One of the things that I’ve consciously done since I started freelancing is to build my own virtual watercooler.
As you can see from my previous posts, I was never the natural networker. In fact, I now often describe my networking at previous office-based jobs as ‘whatever events were offering free cake and time out of the office.’ As you can probably tell, I didn’t see much ROI from it as an activity.
Fast forward to my new working life as a remote worker and freelancer and – guess what? – networking is something that plays a big part in everything I do. And my favourite part of it? Organising a virtual coffee with really cool people around the world.
So there I was, having a virtual coffee with the very cool and lovely Kat Loughrey. We were talking about freelancing generally, what we see in our working futures and where we get our blog ideas from. Talk turned to other freelancers and how it is often the case that you compare yourself to others.
My comment was ‘freelancing is like running, you don’t know where anyone else has started or how they’ve trained, so how can you compare yourself to them?’ Kat’s response? ‘Now that’s a blog idea!’
So, without further ado, here is the aforementioned blog. How is freelancing like running? And if you are going to run a freelance marathon what do you need to do to get training?
Freelancing Is A Marathon. Start Training For the Long Haul.
Despite the fact that the London Marathon was founded as an event for amateur runners, no one turns up on the day without having trained. Well, I hope that’s the case!
If you want to go the distance as a freelancer then you need to be playing a long game. Training is essential. By that I mean a few different things:
- Physical and mental well-being – being physically and mentally fit is the basis of your business as a freelancer. If you aren’t in good health, then your business won’t be either.
- Train for effectiveness – think about how you work best. When do you have the most energy? Do you work best alone or at a co-working space? Get your environment set up to help you be successful.
- Plan to succeed – use your time effectively. Think about your time management and how you can make the best use of your time. As a freelancer this is your key resource, so plan to use it well.
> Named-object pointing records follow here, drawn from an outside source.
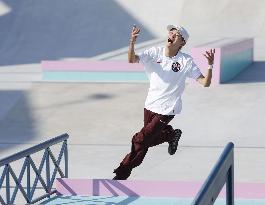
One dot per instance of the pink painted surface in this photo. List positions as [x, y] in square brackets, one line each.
[90, 66]
[221, 51]
[243, 45]
[107, 187]
[201, 62]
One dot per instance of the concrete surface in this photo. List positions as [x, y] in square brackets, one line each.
[101, 118]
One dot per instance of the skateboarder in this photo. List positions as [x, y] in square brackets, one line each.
[167, 69]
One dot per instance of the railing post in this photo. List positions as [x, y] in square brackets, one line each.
[48, 176]
[66, 159]
[7, 185]
[28, 178]
[230, 186]
[28, 191]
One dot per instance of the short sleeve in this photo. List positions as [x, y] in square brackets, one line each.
[193, 70]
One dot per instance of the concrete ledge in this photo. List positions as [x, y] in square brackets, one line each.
[107, 187]
[93, 71]
[232, 56]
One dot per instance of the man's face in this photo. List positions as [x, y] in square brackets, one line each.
[175, 39]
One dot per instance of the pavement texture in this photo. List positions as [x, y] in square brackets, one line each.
[102, 118]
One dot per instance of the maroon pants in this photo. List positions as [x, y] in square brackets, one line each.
[155, 131]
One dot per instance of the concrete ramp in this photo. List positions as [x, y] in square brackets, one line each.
[106, 191]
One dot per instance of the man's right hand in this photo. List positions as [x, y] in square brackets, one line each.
[135, 33]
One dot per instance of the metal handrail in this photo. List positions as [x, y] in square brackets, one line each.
[48, 157]
[222, 173]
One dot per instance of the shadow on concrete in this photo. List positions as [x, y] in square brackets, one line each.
[253, 74]
[48, 30]
[17, 122]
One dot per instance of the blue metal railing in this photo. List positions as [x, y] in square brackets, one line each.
[47, 160]
[222, 173]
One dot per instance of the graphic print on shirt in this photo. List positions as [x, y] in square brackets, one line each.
[175, 66]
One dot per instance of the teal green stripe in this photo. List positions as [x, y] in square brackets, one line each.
[96, 76]
[234, 64]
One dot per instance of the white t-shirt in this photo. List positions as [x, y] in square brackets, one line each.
[167, 79]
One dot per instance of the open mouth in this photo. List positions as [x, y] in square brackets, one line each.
[169, 40]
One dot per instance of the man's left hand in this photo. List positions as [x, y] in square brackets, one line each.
[210, 56]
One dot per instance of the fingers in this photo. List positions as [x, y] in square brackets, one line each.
[135, 30]
[210, 56]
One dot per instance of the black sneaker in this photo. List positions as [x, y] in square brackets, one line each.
[173, 145]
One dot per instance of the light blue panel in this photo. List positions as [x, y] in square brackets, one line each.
[122, 200]
[234, 64]
[95, 76]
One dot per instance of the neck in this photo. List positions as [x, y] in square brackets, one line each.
[171, 52]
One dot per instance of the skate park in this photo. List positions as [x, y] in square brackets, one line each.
[101, 117]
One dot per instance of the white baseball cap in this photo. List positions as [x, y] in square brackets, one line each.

- Invest in the long term from day one – train to be the freelancer that you want to be in the future. Think about how best to network and build a community around you. It might not seem like a priority when you are first looking for work but over time these are the things that will bring you long-term benefits, so start investing time in them now.
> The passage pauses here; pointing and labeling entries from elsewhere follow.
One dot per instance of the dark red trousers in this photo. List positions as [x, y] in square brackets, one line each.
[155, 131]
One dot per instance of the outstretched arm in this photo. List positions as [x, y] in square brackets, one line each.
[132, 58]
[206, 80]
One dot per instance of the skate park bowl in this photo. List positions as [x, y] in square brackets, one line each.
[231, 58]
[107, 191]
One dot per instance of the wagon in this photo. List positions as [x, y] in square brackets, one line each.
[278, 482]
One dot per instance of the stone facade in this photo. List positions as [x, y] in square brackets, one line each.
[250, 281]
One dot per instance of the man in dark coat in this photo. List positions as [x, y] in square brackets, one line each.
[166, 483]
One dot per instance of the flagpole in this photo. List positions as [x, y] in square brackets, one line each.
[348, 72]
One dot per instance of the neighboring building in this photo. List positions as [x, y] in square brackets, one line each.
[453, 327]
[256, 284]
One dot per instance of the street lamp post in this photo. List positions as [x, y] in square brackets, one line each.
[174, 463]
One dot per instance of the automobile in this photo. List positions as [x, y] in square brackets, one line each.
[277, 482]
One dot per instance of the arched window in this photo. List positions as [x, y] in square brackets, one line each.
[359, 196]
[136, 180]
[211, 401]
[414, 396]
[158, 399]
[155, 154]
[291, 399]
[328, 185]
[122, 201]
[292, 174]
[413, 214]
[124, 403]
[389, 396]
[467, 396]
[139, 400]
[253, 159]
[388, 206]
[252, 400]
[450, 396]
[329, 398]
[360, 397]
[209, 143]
Try different ways to train and seeing what works for you. Try out the Pomodoro technique for your time management, or a new workout at your gym. These are the things that will get you fit to take on the challenge that is freelancing.
You Don’t Know Where The Person Running Past You Started From
When I’m out running I often see other runners. Most of the time they are running past me. Sometimes they are coming towards me, and we greet each other with a sweaty out-of-breath nod as we pass. And sometimes I’m lucky enough to be the one overtaking.
Whenever I go past someone, especially when I overtake, I always think the same thing. Don’t get smug because you passed them, you don’t know where they started. We all have off days when we run slower. We have days when we fly around our chosen course.
You might be out for a quick 5km, running past someone who is on mile 9 of a 10 mile long run. You didn’t start at the same place when you set out on your run.
It is the same when you are freelancing. There is no point in comparing yourself to anyone. They might have started freelancing last week, when you’ve been established for years. Or the other way round. They might have a strong background in blog writing, but be publishing their first YouTube video.
Train For The Distance You Want to Run
Some people love to sprint. They want to run flat out over a short distance and collapse into a heaving pile at the end. Others want to run further and longer, pushing their limits with ultra-marathons. You need to know what distance you are looking to run in order to train properly for it.
It is the same in content and social. There are so many ways to produce content and get a social buzz going, the best way to establish yourself as a freelancer is to specialise in the area/niche/channel that is your passion.
You might have a niche that you love working in or a specialist interest that drives your community work. You might be an expert in all things Snapchat. Focusing on the work that you want to produce gives your offering clarity and shows people what you are passionate about.
So there it is, the running/freelancing blog I needed to write, thank you Kat! Let me know your thoughts, and where you see crossovers with your hobbies and freelance life.